Eingedenk der eigenen Verfolgungshistorie und der religiös gebotenen Mitmenschlichkeit haben die jüdischen Menschen den humanitären Kurs der Bundesregierung und das beeindruckende Engagement von Bevölkerung und Behörden von Anfang an unterstützt. Selbstverständlich haben sich viele aktiv an der Flüchtlingshilfe beteiligt.
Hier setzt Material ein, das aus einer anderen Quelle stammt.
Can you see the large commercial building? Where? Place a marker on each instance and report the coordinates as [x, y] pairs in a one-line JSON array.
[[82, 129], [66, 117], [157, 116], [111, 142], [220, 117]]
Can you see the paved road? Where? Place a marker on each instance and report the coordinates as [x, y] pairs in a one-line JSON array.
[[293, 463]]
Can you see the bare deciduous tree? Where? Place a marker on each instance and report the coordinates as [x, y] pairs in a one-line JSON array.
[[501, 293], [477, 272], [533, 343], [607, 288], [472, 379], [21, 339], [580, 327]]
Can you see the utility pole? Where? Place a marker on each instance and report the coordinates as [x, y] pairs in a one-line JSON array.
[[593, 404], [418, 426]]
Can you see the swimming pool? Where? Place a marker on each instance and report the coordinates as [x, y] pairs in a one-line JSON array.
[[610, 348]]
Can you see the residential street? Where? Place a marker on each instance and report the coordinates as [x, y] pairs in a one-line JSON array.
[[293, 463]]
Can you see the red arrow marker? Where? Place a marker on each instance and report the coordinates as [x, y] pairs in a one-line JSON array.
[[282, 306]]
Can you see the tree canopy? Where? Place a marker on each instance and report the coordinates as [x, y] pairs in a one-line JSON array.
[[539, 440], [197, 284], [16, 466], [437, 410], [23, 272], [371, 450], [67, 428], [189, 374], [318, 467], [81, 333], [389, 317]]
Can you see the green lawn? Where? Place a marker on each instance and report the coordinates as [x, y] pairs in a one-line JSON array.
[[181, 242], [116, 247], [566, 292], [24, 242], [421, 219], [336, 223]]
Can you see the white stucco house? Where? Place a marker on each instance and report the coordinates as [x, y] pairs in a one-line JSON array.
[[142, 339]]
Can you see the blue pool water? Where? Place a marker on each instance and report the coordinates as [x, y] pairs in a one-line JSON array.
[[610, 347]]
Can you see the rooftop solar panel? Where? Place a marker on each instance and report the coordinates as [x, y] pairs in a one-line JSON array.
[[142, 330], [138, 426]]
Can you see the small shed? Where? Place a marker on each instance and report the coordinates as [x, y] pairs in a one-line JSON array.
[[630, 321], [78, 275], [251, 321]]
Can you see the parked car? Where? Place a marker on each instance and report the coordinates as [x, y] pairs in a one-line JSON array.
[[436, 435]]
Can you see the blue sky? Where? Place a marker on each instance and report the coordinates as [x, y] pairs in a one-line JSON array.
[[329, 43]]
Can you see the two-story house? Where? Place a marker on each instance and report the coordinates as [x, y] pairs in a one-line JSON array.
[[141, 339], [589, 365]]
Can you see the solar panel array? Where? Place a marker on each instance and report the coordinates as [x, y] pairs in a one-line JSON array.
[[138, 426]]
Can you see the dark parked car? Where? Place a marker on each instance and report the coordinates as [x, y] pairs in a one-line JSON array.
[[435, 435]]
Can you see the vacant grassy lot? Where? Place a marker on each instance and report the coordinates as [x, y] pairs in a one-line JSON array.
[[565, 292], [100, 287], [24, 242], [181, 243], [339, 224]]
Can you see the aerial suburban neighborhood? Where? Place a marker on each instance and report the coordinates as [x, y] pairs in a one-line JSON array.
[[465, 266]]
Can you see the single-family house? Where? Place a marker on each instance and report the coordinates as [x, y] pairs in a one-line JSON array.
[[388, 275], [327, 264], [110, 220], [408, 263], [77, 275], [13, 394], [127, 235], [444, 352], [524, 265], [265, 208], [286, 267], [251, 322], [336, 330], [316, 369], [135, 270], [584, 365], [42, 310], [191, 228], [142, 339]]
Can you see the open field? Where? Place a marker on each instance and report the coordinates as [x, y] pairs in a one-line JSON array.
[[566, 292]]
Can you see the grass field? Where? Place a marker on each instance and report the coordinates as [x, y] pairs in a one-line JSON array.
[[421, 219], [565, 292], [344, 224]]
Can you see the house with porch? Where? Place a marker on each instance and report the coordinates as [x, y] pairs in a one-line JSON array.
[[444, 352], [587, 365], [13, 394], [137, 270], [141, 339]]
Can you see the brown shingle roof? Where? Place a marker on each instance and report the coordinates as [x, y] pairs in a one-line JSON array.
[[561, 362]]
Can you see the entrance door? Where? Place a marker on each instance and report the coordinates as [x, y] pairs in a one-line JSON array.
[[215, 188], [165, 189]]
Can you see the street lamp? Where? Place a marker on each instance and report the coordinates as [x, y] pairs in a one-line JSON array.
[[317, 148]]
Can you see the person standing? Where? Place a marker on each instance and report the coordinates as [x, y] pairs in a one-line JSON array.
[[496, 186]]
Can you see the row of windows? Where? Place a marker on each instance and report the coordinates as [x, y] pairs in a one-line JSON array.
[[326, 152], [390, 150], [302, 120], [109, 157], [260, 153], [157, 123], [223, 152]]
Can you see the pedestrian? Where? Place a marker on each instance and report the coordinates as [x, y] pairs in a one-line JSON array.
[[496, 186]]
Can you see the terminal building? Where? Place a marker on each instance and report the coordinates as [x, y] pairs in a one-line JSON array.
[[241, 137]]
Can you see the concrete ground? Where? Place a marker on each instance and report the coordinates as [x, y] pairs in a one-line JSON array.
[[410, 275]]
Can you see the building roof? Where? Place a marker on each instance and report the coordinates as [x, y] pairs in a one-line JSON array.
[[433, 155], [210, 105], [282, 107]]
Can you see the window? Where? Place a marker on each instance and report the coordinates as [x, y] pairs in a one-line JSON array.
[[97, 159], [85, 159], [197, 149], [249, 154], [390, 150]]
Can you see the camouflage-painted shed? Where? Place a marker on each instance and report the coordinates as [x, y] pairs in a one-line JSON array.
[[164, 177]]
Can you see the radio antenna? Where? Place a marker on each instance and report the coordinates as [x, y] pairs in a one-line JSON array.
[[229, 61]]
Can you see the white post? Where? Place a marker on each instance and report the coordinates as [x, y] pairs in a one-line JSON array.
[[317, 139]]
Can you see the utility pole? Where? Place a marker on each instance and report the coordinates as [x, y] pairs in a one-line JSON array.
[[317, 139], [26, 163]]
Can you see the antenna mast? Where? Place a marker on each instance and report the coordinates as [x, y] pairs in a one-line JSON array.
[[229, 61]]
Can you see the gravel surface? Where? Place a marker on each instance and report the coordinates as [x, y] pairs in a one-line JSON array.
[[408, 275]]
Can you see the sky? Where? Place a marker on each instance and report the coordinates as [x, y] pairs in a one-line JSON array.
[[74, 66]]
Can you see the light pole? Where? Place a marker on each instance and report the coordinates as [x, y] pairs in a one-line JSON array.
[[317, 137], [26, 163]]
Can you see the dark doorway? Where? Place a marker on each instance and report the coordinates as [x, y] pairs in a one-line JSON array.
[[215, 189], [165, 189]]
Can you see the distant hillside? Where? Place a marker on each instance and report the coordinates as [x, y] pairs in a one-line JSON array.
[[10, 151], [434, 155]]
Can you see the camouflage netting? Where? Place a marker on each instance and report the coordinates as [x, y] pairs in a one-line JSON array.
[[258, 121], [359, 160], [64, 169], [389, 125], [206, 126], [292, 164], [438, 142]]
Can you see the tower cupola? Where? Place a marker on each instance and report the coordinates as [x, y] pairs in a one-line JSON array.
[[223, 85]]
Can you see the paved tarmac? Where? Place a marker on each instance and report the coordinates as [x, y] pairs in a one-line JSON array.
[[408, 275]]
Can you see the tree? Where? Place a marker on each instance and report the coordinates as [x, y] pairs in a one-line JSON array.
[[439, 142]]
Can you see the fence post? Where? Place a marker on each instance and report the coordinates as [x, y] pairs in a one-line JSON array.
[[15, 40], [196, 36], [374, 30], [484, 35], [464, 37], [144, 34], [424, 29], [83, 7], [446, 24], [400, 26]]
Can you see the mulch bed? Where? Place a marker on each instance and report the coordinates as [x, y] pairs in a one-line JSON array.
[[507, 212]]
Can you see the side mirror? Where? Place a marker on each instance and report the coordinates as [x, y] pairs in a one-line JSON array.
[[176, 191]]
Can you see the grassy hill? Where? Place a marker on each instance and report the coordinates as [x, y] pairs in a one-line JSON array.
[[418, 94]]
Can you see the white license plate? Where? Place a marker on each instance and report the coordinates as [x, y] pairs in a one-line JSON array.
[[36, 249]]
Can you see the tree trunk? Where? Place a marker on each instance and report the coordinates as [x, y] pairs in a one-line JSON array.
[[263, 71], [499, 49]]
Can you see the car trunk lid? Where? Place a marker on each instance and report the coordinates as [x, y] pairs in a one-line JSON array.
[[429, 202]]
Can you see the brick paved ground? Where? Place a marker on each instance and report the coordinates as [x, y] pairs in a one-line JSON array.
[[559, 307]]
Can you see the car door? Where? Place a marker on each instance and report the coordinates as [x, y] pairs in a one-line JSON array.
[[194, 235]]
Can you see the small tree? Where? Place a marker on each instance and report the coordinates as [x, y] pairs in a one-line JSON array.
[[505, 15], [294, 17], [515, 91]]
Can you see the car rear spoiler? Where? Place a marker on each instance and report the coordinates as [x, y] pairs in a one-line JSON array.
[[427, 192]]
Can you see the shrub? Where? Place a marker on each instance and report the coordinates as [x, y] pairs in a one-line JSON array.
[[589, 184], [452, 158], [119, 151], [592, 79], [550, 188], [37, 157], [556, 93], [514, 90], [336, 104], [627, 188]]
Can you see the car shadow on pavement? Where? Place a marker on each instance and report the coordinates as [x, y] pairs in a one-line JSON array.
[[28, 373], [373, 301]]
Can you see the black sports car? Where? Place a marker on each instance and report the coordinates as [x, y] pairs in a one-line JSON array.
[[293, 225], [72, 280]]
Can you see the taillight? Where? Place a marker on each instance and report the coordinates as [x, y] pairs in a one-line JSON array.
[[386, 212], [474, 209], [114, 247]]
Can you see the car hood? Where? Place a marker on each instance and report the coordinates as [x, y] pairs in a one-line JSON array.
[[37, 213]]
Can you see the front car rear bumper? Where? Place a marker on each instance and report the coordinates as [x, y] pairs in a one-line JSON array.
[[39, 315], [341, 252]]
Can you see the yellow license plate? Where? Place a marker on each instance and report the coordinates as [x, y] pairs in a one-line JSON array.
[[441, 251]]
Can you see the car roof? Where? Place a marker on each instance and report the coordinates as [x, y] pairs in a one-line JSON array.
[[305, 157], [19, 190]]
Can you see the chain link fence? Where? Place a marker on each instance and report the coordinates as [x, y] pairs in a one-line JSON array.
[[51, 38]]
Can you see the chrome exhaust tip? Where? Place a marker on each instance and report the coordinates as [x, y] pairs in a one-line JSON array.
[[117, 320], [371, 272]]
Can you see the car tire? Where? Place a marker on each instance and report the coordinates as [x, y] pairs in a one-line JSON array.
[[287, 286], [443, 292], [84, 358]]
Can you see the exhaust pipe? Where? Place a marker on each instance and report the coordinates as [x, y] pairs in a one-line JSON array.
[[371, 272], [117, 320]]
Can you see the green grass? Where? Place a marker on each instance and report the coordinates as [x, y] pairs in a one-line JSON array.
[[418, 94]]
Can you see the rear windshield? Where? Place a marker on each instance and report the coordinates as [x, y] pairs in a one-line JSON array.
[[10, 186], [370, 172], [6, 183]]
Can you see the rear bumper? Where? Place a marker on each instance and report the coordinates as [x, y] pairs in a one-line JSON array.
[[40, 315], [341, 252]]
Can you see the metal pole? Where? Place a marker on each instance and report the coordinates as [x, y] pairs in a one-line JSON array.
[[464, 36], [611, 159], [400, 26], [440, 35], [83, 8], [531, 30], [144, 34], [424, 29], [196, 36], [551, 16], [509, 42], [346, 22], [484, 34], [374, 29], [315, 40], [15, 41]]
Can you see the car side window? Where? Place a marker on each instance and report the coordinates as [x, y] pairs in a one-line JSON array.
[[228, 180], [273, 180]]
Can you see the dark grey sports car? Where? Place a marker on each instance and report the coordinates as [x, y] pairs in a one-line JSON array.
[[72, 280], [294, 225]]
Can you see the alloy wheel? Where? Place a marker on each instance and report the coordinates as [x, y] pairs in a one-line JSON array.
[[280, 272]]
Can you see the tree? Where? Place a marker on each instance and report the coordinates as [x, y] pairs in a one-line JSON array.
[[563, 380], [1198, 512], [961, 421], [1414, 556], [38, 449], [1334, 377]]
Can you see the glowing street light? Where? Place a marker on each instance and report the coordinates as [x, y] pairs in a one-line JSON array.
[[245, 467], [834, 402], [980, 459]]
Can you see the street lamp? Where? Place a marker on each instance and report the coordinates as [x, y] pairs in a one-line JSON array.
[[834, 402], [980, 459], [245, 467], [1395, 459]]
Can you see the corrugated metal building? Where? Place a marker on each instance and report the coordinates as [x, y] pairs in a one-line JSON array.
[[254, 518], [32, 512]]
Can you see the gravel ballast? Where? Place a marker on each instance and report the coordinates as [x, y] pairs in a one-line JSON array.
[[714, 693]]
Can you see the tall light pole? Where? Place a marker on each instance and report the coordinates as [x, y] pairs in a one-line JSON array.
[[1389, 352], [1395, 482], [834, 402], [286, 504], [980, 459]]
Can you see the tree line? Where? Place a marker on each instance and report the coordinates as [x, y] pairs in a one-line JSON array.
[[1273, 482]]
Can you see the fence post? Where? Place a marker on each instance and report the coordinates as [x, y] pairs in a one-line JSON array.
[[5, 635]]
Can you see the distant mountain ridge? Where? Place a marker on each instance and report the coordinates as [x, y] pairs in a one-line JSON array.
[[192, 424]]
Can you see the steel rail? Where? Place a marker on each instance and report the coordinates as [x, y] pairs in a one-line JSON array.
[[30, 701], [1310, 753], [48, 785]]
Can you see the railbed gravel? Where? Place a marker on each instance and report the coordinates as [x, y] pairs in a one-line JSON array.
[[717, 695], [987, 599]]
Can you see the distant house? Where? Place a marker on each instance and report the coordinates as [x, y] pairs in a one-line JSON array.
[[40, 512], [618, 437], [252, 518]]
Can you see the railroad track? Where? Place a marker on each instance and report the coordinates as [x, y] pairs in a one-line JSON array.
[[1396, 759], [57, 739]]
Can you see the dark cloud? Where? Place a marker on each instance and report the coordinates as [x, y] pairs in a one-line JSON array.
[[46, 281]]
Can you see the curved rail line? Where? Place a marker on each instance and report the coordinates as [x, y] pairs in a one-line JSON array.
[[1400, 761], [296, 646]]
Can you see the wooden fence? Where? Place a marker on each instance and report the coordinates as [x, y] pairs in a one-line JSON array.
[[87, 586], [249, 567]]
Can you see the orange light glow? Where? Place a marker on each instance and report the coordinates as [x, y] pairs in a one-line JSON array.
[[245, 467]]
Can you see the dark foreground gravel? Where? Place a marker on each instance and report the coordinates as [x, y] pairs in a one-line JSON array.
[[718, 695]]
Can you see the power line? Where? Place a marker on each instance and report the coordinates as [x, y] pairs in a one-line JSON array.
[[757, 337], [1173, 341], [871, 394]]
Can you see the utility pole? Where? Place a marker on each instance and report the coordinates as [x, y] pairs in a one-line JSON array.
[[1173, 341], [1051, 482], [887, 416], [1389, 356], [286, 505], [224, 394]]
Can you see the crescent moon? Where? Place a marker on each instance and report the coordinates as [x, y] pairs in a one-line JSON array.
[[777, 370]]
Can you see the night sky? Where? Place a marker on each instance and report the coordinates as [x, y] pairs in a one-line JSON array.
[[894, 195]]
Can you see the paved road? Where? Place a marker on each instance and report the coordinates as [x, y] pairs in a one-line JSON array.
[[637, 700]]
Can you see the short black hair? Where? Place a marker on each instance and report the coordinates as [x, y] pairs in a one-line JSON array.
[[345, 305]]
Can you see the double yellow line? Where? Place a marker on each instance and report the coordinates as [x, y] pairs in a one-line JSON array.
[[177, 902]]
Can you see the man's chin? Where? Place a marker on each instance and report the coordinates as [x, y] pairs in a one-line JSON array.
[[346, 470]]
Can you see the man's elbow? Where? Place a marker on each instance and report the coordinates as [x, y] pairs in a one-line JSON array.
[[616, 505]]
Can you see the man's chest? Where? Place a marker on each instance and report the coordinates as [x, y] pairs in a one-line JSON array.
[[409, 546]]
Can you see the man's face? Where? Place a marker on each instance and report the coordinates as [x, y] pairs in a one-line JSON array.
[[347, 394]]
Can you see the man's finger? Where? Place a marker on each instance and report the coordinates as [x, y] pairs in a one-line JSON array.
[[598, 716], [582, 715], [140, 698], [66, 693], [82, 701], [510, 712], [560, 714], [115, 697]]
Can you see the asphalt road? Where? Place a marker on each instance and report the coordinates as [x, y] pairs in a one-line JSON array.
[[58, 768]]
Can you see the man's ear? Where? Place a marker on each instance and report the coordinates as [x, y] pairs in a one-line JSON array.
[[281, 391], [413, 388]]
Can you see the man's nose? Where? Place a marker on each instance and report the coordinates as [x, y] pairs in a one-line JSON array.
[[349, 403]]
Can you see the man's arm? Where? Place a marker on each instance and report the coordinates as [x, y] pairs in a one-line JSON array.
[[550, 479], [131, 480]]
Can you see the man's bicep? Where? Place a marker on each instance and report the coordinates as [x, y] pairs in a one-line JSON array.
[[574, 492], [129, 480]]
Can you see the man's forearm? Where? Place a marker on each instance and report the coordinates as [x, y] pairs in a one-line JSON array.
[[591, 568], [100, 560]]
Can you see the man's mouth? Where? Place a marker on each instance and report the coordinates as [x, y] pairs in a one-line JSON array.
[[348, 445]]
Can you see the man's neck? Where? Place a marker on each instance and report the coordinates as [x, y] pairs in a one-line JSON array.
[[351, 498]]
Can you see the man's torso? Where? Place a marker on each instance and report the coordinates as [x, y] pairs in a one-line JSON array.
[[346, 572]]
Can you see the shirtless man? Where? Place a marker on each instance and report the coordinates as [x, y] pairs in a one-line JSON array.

Doch auch wir fordern die Integration in unsere Wertegemeinschaft. Es gilt, frühere Fehler zu vermeiden. Keine Toleranz gegenüber Intoleranz! Tatsache ist: Die überwiegende Mehrheit der Geflüchteten durfte niemals ein Leben in individueller und institutioneller Freiheit erfahren, fremdelt mit Werten wie Toleranz, Gleichberechtigung, sexueller Selbstbestimmung, Säkularisierung, und hat etwa den Hass auf Juden als selbstverständlichen Bestandteil der Sozialisation, Erziehung und Politik erfahren. Die Überwindung dieser gravierenden kulturellen Kluft muss im Mittelpunkt der Integrationsmaßnahmen stehen.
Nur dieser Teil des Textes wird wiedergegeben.